The report by the European Commission takes stock of the incentives received by sponsors towards developing orphan medicinal products. The report provides the statistics that possibly endorse the success of these incentives. According to the report, between 2000 and September 2015, the European Medicines Agency (EMA) received 2302 applications for orphan designation, of which the Commission approved 1544 and 1227 are currently active. In the first 15 years of application of the Regulation, 951 protocol assistance procedures were completed, of which 264 involved small and medium enterprises. The EMA receives a special annual contribution from the EU budget to waive fees in part or in full, which till date amounts to €78.4 million.
For EU-funded research on rare diseases and OMPs, Orphan designation has been a requirement for the Framework Program funding since 2009. The report details that there was more than a 50 % increase in both the number of OMP applications submitted and the number of designations granted by Commission during 2009-2015, in comparison with 2000-2008. More than €620 million in funding was awarded by FP7 to over 120 research projects on rare diseases and OMPs. Horizon 2020 maintains strong commitment to fund research on rare diseases and OMPs. Additionally, the Commission launched the International Rare Diseases Research Consortium (IRDiRC) under FP7, in cooperation with its EU and international partners.

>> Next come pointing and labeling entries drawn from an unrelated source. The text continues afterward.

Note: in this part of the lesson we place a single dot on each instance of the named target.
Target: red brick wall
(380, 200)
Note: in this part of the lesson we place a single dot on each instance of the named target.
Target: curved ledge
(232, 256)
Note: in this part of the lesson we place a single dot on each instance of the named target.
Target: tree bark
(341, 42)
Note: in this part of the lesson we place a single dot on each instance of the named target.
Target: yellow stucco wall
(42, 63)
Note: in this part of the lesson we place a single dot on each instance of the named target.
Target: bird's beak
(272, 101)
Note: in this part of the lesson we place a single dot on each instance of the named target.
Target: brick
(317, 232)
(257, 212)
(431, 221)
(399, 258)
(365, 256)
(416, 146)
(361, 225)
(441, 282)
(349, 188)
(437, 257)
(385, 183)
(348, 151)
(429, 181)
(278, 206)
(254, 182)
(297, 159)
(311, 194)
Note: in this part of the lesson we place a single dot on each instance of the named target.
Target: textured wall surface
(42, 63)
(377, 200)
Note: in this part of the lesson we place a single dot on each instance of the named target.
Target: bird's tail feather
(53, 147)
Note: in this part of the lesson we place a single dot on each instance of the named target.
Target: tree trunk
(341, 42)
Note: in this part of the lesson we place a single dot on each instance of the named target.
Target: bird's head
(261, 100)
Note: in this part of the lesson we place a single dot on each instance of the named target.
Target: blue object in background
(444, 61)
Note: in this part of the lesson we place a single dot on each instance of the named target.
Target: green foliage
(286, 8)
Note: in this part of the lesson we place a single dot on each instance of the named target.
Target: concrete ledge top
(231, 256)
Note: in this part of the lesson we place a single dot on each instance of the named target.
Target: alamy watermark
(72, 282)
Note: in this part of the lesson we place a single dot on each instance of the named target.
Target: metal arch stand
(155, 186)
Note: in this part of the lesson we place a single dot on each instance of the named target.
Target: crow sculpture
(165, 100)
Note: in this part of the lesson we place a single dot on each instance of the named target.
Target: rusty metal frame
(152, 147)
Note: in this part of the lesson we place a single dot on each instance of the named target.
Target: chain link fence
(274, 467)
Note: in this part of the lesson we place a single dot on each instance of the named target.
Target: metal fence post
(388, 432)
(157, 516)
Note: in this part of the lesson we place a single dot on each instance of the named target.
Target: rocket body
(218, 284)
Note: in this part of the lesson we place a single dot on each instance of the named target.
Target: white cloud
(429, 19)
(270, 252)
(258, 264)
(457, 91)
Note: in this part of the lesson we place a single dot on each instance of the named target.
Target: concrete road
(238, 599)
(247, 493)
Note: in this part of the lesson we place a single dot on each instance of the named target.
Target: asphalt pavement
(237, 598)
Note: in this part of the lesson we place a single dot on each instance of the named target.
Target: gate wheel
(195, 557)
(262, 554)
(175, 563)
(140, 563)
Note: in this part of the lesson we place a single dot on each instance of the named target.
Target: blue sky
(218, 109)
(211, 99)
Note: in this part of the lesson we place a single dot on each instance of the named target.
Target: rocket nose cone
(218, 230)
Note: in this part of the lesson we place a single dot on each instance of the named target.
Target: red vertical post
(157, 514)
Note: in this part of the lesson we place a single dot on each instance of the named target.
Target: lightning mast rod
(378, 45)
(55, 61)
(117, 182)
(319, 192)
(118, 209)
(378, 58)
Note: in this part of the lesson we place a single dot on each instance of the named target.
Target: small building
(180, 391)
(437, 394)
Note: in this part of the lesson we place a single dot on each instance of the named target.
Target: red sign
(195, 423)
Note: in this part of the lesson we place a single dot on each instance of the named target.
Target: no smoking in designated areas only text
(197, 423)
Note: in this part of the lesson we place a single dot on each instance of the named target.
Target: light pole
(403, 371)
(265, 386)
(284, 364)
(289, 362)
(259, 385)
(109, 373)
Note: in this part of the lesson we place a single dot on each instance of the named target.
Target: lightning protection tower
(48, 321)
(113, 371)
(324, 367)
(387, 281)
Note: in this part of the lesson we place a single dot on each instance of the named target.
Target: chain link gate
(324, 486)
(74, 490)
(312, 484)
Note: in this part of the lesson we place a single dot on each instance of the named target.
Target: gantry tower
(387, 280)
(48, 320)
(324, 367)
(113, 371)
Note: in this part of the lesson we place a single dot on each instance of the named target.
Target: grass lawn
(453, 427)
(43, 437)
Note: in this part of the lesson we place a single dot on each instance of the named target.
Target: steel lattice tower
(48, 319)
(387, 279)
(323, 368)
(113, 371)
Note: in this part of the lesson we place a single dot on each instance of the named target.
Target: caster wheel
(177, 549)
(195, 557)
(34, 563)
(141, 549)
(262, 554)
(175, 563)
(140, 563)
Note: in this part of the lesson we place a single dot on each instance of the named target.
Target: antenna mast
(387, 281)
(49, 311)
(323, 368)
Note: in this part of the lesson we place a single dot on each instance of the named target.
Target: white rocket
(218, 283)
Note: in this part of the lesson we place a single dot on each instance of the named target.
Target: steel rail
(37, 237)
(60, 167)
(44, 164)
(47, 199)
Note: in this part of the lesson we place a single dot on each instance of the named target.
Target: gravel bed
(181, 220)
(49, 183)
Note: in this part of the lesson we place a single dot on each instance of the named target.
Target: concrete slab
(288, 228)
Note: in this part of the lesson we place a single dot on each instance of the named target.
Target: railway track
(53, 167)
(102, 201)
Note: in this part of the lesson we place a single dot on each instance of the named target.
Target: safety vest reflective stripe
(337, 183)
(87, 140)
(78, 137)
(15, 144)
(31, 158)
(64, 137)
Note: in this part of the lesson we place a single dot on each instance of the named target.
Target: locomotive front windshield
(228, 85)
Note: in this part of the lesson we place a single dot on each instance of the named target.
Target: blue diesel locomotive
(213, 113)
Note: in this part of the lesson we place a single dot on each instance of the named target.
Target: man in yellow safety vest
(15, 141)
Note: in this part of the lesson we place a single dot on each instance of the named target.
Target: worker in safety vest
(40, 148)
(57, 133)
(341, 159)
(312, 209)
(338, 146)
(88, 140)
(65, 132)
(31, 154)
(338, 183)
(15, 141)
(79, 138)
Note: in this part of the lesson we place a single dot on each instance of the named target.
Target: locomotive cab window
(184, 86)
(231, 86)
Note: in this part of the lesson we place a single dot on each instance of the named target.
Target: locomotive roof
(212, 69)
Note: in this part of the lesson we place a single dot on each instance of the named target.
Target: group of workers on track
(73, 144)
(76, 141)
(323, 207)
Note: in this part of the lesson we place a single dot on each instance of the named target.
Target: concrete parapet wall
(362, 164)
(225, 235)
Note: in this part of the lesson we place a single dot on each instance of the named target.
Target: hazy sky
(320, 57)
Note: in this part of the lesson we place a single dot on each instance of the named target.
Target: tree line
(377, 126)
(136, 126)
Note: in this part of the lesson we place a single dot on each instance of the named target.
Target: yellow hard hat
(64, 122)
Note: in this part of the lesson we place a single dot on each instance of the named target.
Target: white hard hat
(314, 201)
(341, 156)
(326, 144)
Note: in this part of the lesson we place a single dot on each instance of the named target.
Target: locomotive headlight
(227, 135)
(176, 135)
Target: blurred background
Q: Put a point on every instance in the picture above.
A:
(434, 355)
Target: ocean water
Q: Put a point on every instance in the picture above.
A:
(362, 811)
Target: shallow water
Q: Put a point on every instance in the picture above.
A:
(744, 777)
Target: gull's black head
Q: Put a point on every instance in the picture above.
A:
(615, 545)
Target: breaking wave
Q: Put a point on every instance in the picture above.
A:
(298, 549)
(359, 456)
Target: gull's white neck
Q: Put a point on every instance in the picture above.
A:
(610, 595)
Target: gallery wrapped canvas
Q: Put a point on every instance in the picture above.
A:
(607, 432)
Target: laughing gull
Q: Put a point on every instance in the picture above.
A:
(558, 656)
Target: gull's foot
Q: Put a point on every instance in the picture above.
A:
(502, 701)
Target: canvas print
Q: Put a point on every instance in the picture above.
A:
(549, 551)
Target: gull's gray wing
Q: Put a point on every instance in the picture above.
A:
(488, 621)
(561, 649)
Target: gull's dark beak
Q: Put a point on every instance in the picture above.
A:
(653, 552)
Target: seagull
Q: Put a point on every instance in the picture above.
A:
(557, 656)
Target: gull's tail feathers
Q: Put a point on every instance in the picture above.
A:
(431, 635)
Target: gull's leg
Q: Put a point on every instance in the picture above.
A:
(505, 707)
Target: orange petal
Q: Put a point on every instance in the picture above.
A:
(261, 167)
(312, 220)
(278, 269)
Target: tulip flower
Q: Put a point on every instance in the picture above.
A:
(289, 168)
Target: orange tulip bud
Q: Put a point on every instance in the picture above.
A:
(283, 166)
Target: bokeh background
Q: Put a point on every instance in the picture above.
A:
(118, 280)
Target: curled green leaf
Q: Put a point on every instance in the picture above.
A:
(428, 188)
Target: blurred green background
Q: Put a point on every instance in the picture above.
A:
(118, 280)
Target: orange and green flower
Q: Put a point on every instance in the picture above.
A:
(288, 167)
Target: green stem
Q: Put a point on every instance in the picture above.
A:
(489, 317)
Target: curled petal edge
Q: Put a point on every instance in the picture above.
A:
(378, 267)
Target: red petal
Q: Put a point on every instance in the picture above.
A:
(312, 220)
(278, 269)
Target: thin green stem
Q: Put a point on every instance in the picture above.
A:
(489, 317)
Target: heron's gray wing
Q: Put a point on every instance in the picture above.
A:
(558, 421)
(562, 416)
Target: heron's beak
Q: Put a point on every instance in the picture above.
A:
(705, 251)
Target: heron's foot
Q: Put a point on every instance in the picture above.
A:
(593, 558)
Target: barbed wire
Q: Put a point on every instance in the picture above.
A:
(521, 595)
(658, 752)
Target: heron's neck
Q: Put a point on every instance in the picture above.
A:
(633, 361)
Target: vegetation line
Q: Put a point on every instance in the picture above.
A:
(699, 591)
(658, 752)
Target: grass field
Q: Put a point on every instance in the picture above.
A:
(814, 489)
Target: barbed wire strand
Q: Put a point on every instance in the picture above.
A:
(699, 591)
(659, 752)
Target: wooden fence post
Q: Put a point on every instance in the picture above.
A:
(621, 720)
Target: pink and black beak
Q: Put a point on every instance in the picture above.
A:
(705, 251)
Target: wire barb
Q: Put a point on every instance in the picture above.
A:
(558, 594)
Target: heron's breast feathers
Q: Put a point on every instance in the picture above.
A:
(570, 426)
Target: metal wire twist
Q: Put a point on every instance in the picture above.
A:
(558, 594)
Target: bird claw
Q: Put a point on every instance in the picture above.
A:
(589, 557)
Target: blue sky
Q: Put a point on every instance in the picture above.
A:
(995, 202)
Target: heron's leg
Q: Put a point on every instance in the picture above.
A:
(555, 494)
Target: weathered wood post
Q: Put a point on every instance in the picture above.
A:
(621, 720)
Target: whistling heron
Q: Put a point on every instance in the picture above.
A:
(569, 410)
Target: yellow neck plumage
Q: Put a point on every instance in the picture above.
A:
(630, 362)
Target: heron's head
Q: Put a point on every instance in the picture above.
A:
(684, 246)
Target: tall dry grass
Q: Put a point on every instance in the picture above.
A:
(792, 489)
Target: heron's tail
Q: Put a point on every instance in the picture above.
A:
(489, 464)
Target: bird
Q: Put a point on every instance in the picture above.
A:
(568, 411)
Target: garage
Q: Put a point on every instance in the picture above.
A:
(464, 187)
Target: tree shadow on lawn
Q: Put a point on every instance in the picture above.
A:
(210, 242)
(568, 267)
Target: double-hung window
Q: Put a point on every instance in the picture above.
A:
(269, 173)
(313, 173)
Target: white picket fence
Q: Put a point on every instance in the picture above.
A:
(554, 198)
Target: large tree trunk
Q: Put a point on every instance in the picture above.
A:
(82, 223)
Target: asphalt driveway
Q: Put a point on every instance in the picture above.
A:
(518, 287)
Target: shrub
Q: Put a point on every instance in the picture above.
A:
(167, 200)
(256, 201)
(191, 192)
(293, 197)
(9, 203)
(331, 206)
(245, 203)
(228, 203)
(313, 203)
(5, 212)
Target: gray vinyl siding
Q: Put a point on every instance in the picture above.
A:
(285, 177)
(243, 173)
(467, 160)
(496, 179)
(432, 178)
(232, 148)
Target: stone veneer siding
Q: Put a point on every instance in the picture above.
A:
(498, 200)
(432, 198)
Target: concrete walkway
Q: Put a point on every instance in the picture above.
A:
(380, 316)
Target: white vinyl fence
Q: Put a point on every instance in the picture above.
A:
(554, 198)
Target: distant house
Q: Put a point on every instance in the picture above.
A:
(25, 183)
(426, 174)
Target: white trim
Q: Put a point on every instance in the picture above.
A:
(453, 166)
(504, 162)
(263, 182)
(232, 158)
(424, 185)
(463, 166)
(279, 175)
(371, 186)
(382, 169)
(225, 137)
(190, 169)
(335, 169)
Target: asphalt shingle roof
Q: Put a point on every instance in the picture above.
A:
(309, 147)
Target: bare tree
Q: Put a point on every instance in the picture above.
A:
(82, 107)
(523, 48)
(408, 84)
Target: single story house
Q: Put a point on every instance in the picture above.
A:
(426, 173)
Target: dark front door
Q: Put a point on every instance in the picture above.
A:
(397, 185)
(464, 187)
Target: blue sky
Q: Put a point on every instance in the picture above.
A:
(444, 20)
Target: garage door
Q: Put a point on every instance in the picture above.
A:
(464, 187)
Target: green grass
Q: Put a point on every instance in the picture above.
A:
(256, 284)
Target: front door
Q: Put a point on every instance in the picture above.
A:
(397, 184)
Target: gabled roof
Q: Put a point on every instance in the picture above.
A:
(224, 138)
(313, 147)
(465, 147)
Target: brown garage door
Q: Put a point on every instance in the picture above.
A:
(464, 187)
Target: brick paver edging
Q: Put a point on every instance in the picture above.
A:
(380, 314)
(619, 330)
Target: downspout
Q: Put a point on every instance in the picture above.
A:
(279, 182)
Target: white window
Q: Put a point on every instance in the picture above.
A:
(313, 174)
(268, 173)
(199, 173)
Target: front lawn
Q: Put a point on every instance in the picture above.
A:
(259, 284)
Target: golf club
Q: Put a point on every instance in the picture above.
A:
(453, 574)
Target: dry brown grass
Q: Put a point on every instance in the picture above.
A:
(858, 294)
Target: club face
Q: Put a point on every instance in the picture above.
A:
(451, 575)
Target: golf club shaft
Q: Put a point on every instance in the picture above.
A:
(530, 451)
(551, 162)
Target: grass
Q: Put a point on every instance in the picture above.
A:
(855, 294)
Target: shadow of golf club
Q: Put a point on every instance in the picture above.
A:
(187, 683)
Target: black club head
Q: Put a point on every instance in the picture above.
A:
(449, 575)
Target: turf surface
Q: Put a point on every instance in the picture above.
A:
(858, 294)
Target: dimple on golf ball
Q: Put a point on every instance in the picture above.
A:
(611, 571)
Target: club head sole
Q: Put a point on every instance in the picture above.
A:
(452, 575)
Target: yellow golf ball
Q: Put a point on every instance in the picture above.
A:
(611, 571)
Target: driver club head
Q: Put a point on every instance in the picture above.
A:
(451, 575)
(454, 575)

The report details the measures taken by individual member states towards encouraging OMP development. In the Netherlands, registration fees can be waived if the OMP is already registered in another Member State and the prevalence of the condition is less than 1:150,000. Orphan medication developers in France are exempt from certain taxes paid by pharmaceutical companies and allow claiming a high price with certain conditions. Last year, Belgium and the Netherlands launched a pilot project on the joint negotiation of OMPs. Spain and Sweden announced specific scientific advice procedures to benefit developers of OMPs. The Committee for Orphan Medicinal Products at the EMA, has established an international liaison in North America and Japan and also holds a monthly teleconference with the U.S Food and Drug Administration.
Finally the report lists all the products that received marketing authorizations as OMPs over the past 15 years, and its distribution per therapeutic area.